Irena Prosenc Segula propose une lecture de Primo Levi à partir de la notion de résilience. Ce survivant d’Auschwitz nous a laissé au moins deux ouvrages importants sur l’expérience des camps : Si c’est un homme (1947, 1958), Les Naufragés et les rescapés (1986). Dans ces textes de témoignage, il décrit les diverses étapes de la démolition systématique de l’homme par les nazis, livrant ainsi une anthropologie de l’expérience. Écrire pour lui consistait à chercher à donner un sens à une expérience inexorablement perçue comme insensée. Ses motivations profondes correspondaient à un besoin primordial de préserver la mémoire de soi et celle des disparus.

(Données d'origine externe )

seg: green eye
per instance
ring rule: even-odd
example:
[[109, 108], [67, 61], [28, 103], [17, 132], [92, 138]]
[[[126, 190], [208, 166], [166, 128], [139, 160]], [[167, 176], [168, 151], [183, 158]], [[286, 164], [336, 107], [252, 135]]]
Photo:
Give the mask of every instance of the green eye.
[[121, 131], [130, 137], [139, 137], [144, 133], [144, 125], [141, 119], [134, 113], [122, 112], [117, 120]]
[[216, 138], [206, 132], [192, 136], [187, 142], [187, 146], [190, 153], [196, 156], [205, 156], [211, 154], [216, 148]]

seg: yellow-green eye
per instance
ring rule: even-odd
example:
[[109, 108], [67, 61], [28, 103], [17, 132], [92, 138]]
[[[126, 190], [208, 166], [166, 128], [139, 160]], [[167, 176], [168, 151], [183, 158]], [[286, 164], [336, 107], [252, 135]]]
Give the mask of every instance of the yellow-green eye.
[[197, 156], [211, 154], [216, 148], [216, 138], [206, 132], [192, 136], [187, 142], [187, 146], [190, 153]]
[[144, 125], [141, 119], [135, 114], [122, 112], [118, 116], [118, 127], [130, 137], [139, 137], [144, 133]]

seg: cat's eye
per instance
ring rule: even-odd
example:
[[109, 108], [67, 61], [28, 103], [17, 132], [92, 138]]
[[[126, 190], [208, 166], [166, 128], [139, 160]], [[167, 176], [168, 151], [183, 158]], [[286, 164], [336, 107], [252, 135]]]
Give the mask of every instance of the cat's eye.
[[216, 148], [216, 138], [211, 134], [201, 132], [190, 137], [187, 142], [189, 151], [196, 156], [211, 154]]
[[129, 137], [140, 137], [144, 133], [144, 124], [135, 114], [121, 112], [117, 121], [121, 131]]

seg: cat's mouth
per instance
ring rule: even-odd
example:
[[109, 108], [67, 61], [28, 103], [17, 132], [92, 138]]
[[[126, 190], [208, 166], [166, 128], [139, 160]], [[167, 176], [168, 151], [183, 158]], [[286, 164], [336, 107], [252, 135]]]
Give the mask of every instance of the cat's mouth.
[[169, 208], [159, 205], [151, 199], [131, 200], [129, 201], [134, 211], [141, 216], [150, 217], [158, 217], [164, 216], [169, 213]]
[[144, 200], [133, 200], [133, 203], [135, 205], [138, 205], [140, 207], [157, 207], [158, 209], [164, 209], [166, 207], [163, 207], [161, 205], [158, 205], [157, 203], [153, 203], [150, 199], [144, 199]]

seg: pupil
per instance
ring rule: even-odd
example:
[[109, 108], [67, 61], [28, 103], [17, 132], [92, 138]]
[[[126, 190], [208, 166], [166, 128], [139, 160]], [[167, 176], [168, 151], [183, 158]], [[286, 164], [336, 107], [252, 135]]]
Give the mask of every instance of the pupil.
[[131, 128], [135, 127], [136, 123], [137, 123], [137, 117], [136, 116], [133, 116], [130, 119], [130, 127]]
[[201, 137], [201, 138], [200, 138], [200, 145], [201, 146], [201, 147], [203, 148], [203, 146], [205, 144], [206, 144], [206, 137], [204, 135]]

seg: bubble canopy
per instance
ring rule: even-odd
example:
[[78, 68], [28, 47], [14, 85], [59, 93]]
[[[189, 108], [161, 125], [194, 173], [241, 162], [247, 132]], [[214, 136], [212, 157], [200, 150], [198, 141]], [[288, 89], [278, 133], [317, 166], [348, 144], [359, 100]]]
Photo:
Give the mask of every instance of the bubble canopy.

Enfin, Dominique Bertrand analyse les mécanismes de défense qui ont permis à Charles Coypeau Dassoucy (1605-1677) de résister aux effets destructeurs de l’incarcération. Ce poète et musicien fut frappé de discrédit à la fin de sa vie ; il fut emprisonné à Montpellier puis dans les geôles du Vatican. Deux oeuvres publiées peu avant sa mort, Aventures burlesques et Aventures d’Italie, constituent des autofictions avant la lettre. Afin de contrer les ravages de la médisance, Dassoucy se réclame de la diversion épicurienne et en appelle à la bienveillance du lecteur. Cependant, une forme d’attachement à sa souffrance névrotique transparaît dans la tendance à la répétition narrative des traumatismes liés à la menace de mort et à l’incarcération.